Cet écart de revenus fait l’objet d’un débat entre scientifiques, sociologues et économistes pour quantifier la part qui revient à la différence biologique entre les sexes, à des préférences ou des choix économiques (profession moins rémunératrice, le nombre d’heures travaillées, les pauses dans la carrière professionnelle) ou à la discrimination sexiste avérée, la femme pouvant parfois être moins bien rémunérée que l'homme dans une situation professionnelle identique en termes d'âge, de compétence, d'expérience ou de positionnement hiérarchique.

Dans le monde[modifier | modifier le code]

Un rapport des Nations Unies[2] montre qu’en 2004, les femmes travaillant dans le secteur manufacturier ont, presque partout dans le monde, un salaire inférieur à leur homologues masculins indépendamment de leur âge, de leur expérience et d’autres facteurs. Au Royaume-Uni, leur salaire moyen est de 79 % de celui d’un ouvrier, au Japon de 60 %, en France de 78 %, en Allemagne de 74 %. Dans les pays développés, la Scandinavie se distingue par sa (toute) relative égalité puisque les ouvrières gagnent 87 % autant qu’un homme au Danemark ou 91 % en Suède. Parmi les pays les plus inégalitaires, le Botswana et le Paraguay avec 53 %. Parmi les pays où l’inégalité est inversée, se trouvent la Suisse (133 %) et le Qatar (194 %[réf. nécessaire])[3].

Plus récent, un rapport commandé par la Confédération syndicale internationale montre qu’en 2008 l’écart moyen des soixante-trois pays recensés est de 15,6 % (le salaire d’une femme se monte en moyenne à 84,8 % de celui d’un homme). Ces statistiques excluent le secteur informel[4].

Explications de l'écart de salaire attribuées au sexisme[modifier | modifier le code]

La construction des différences[modifier | modifier le code]

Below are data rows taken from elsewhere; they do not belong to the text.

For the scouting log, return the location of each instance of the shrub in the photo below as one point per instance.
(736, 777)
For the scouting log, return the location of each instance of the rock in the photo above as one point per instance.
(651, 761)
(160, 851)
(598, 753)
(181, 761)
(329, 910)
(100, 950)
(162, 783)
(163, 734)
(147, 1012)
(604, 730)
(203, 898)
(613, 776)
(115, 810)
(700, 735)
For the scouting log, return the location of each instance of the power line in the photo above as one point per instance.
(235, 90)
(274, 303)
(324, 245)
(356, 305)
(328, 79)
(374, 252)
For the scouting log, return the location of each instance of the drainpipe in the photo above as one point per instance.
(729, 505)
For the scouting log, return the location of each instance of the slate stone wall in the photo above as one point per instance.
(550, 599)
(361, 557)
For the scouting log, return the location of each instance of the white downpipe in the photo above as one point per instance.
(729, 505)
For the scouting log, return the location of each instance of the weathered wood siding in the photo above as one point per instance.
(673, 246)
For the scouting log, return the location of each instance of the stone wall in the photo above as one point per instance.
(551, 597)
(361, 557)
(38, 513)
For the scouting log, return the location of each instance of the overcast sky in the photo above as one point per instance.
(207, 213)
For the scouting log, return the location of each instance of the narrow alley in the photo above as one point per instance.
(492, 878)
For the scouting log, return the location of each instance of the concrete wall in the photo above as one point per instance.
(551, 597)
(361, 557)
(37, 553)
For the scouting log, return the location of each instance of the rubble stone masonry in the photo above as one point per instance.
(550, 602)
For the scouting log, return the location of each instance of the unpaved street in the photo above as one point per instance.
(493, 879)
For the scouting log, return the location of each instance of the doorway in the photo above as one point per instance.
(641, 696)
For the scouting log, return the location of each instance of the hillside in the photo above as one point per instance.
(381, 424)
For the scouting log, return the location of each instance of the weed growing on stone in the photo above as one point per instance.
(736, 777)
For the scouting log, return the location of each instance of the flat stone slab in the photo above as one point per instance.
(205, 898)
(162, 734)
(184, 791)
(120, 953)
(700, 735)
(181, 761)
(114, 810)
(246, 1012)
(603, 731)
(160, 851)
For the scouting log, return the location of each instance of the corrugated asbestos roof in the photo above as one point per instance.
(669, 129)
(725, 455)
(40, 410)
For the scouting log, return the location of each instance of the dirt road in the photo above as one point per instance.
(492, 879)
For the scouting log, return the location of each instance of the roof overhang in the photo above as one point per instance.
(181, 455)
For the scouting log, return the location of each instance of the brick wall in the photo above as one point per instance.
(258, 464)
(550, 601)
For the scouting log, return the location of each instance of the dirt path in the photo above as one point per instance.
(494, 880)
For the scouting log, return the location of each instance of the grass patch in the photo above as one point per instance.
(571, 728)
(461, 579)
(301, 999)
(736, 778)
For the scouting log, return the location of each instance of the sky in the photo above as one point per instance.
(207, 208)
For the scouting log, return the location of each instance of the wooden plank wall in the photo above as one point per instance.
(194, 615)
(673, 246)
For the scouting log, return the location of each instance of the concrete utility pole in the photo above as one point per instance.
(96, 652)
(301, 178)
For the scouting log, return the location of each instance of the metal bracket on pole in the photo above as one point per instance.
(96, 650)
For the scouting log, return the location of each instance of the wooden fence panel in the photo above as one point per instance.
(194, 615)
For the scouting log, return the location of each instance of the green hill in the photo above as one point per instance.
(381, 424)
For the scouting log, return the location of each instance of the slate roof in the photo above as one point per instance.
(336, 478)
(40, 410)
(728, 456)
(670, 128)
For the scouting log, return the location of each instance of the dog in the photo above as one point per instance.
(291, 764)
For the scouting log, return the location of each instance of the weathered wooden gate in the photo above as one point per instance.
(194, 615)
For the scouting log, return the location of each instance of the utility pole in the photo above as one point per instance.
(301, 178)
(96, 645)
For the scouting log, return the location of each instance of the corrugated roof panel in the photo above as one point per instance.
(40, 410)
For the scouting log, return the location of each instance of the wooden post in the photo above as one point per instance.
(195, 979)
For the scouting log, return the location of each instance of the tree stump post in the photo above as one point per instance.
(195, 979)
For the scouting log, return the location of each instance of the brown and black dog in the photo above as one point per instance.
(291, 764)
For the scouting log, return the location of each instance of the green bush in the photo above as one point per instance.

La construction de différences pouvant justifier les écarts salariaux entre hommes et femmes est de deux types : la construction de filières sexuées et la construction de conditions de travail différentes pour un même emploi. Le clivage par sexe se construit en Europe dans la seconde moitié du XIXe siècle lors de la seconde révolution industrielle. Les travaux nécessitant de la force ou salissants sont déterminés comme travaux masculins, tandis que ceux exigeant précision et dextérité sont reconnus comme féminins. Et moins bien payés[5]. La mobilisation des femmes pendant la guerre au sein des usines d'armement leur permet d'être acceptées progressivement dans des secteurs d'industrie ou filières devenues mixtes. Toutefois, même dans le cas de branche mixtes, des différences subtiles entre poste permettent de justifier de salaires moindres[6]. Le clivage s'accentue ensuite. En France, par exemple, l'établissement de conventions collectives sous le Front populaire a un effet pervers. Il revalorise les bas salaires des ouvrières, mais dans le même temps leur interdit l'accès aux emplois les plus qualifiés, celles des ouvriers professionnels, en la réservant aux titulaires de CAP. Or il n'existe alors qu'un seul CAP industriel ouvert aux femmes, celui de la couture[7]. D'aures ré-évaluations de postes, comme le travail sur petites machines qui est déclassé en travail d'ouvrier spécialisé, tirent leurs salaires vers le bas[8].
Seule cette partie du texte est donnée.